Ici, la première question que l'on se pose vient d'un étonnement : toute la fable porte sur le juge, et pourtant ce mot-là n'est écrit nul part.
1. Le personnage non-écrit : le Juge
Il n'est mentionné qu'une fois, au détour d'un vers qui parle plutôt du Gouvernant que de lui-même, de ses qualités d'homme (la candeur étant à prendre au sens romain du terme, c'est-à-dire l'innocence) que de son statut de magistrat : " la candeur du juge, ainsi que son mérite, furent suspect au Prince".
Ainsi le juge est un personnage comme un autre, n'a pas de qualité particulière, il est "berger des hommes".
Il est proche du Gouvernant ; à l'époque, celui-ci était encore source de toute justice, et le mécanisme de la justice retenue fonctionnait encore.
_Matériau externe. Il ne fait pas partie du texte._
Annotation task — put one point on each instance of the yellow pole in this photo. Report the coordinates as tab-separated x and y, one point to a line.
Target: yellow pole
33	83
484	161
Parlons-en donc un peu, maintenant que l'on distingue le juge en tant que personnage, au point d'en faire le pivot de nos démocratie, au point d'en faire une vedette.
La plupart des commentateurs ne prête pas attention au fait que le personnage à la Cour est un juge, mais le juriste lecteur, puisque cela est dit, le prend à la lettre et se demande pourquoi il le vit non seulement "Grand" mais encore "Juge".
2. La candeur et le mérite sont-ils les critères de recrutement ? Suffit-il d'avoir su constituer et garder les troupeaux pour faire un bon magistrat, fortune faite ?
Cela n'est pas une conception datée du recrutement des magistrats : c'est une conception bien anglaise que de procéder ainsi.
Pour que le magistrat exerce son magistère avec innocence, c'est-à-dire avec l'impartialité de sa robe ("candida" renvoyant pour les sénateurs romains à la blancheur de leur robe, c'est-à-dire à leur impartialité dans l'exercice de leur office, gage leur permettant d'être "candidats" pour de telles fonctions de pouvoir), il convient encore qu'il soit plus fortuné, le profil recherché étant donc l'avocat ayant réussi, y compris matériellement.
La nécessité des "mérites" renvoie ici à l'expérience préalable, diversifié, appréciée, avec des résultats visibles, telle que les systèmes anglais et américains les conçoivent.
Ne veut-on pas réformer l'ENA sur une telle idée ? Voire l'ENM ?
Car les candidats à l'ENA et ceux qui réfléchissent à la moins pire façon de recruter ceux qui exercent le pouvoir sur les autres non seulement connaissent La Princesse de Clève mais connaissent aussi La Fontaine.